He re-soaped his hands and reached around her. As the water
drummed down on them, the white part of her, warm and slippery,
gradually turned a rosy pink. And, in time, she did sing, or something
like it, and, even though they were there for quite some time, the hot
water never ran out.
17 October, 5:15 a.m. Crossing the Vistula in a crowded trolley car,
Mercier leaned on a steel pole at the rear. He wore a battered hat, the
front of the brim low on his forehead, and a grimy overcoat, purchased from a used-clothing pushcart in the poor Jewish district. He
carried a cheap briefcase beneath his arm and looked, he thought, like
some lost soul sentenced to live in a Russian novel.
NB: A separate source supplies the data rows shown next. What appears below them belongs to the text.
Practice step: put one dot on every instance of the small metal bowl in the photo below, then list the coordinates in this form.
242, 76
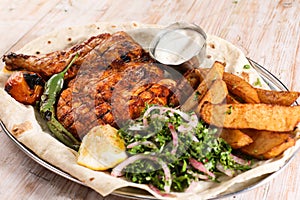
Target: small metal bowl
179, 43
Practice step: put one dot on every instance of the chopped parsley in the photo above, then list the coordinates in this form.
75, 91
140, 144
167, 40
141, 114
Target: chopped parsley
257, 83
190, 149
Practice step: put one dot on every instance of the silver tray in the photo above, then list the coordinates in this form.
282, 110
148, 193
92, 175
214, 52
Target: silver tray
273, 82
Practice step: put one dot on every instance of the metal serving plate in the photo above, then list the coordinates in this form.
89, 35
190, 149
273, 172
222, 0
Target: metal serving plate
268, 77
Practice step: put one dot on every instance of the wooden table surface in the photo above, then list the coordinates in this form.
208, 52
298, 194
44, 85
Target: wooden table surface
266, 31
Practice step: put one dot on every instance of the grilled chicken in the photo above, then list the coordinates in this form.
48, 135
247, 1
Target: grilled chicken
54, 62
112, 81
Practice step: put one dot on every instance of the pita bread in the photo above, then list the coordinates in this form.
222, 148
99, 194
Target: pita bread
22, 122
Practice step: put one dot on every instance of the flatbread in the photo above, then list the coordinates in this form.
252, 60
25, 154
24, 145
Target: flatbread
21, 120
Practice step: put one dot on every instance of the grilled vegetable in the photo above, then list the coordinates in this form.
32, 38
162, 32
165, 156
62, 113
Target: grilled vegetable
48, 100
25, 87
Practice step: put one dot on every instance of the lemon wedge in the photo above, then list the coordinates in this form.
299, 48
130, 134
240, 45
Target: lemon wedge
101, 148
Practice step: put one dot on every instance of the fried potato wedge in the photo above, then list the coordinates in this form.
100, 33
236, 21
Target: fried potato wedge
230, 99
241, 88
216, 72
215, 95
285, 98
254, 116
267, 144
235, 138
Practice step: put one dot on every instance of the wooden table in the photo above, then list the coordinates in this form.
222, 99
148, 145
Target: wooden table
267, 31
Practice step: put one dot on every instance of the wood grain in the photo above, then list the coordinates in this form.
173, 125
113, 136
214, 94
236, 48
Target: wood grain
267, 31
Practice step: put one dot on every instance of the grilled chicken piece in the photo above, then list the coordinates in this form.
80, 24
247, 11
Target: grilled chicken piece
112, 81
52, 63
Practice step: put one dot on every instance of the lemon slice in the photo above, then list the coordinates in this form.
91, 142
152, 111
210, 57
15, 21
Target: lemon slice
101, 148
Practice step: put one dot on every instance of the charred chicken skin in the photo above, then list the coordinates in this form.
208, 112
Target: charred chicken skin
112, 81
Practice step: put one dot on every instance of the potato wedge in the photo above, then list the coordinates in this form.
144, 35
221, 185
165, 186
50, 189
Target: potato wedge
235, 138
231, 99
267, 144
285, 98
215, 95
254, 116
216, 72
241, 88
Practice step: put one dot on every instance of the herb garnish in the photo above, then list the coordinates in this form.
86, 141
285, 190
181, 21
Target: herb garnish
247, 66
187, 150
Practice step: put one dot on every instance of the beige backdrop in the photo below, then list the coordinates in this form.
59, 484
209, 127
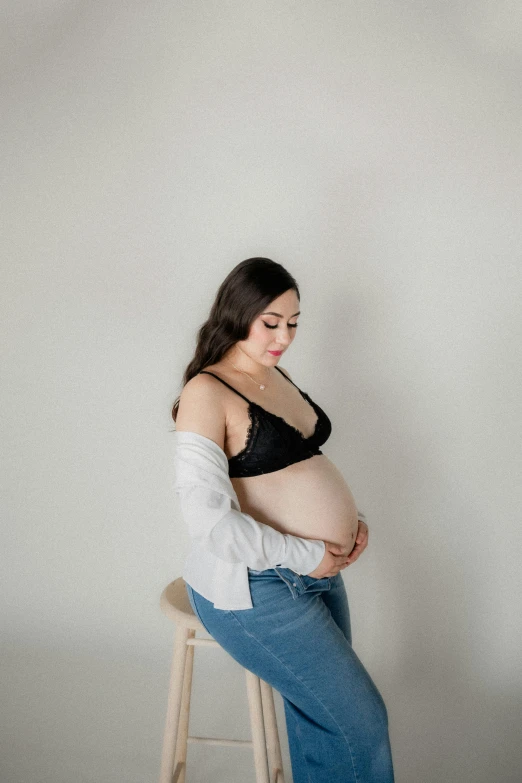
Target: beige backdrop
373, 149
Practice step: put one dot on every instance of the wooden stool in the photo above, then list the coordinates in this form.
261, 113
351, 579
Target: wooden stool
265, 738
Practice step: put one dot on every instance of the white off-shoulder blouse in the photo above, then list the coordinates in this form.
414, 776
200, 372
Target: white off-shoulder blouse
224, 540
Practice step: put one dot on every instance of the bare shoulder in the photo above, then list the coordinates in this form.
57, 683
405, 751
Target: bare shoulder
202, 408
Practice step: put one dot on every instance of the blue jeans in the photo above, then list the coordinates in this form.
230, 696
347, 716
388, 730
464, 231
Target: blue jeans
297, 637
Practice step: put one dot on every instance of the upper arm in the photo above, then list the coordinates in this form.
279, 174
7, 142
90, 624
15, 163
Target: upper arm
201, 409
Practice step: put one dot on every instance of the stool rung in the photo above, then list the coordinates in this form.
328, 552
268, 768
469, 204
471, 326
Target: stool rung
215, 741
194, 641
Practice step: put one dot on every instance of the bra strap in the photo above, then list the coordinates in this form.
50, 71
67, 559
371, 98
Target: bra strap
226, 384
287, 378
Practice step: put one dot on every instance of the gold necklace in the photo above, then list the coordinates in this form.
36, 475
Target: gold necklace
262, 386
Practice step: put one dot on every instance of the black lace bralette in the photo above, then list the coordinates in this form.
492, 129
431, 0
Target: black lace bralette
272, 443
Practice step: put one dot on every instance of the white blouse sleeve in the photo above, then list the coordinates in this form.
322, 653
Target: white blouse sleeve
211, 511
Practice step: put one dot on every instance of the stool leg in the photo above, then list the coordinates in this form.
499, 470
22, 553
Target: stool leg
177, 672
272, 735
180, 759
258, 727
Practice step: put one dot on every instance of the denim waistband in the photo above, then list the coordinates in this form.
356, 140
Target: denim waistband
296, 583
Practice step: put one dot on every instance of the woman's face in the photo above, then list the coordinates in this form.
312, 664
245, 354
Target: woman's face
273, 330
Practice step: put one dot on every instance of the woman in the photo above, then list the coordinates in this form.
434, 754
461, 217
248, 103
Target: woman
272, 525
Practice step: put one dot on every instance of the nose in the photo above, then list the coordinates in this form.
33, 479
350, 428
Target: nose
284, 340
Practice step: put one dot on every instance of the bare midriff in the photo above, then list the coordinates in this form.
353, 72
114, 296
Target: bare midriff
309, 499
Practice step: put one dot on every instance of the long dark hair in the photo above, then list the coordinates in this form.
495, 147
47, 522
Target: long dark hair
244, 293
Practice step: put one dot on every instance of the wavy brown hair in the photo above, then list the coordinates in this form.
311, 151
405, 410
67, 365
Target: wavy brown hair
244, 293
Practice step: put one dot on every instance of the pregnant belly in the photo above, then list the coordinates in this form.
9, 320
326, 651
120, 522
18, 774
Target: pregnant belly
309, 499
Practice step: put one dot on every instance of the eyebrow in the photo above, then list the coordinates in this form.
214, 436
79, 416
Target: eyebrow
281, 316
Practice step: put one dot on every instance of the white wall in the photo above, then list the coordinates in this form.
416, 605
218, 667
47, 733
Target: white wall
373, 149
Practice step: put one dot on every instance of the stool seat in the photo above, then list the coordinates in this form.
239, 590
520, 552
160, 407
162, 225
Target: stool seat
175, 604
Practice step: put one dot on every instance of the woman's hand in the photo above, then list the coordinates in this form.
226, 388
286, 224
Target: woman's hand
334, 559
361, 542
The workers
packed inside the trolley, facing a long day in the Praga factories, were
grim-faced and silent, staring out the windows at the gray dawn and
the gray river below the railway bridge.
At the third stop in Praga, Mercier stepped down from the rear
platform, just past the Wedel candy factory, the smell of burned sugar
strong in the raw morning air. He walked the length of the factory,
crossed to a street of brick tenements, then on to a row of workshops,
machinery rattling and whining inside the clapboard sheds. At one of
them, the high doors had been rolled apart, and he could see dark
shapes shoveling coal into open furnaces, the fires flaring yellow and
orange.
He turned down an alley to a nameless little bar, open at dawn,
crowded with workers who needed a shot or two in order to get themselves into the factories. Here too it was silent. The men at the bar
drank off their shots, left a few groszy by their empty glasses, and
walked out. At a table on the opposite wall, Edvard Uhl, the engineer
from Breslau, sat stolidly with a coffee and a Polish newspaper, folded
on the table by his cup and saucer.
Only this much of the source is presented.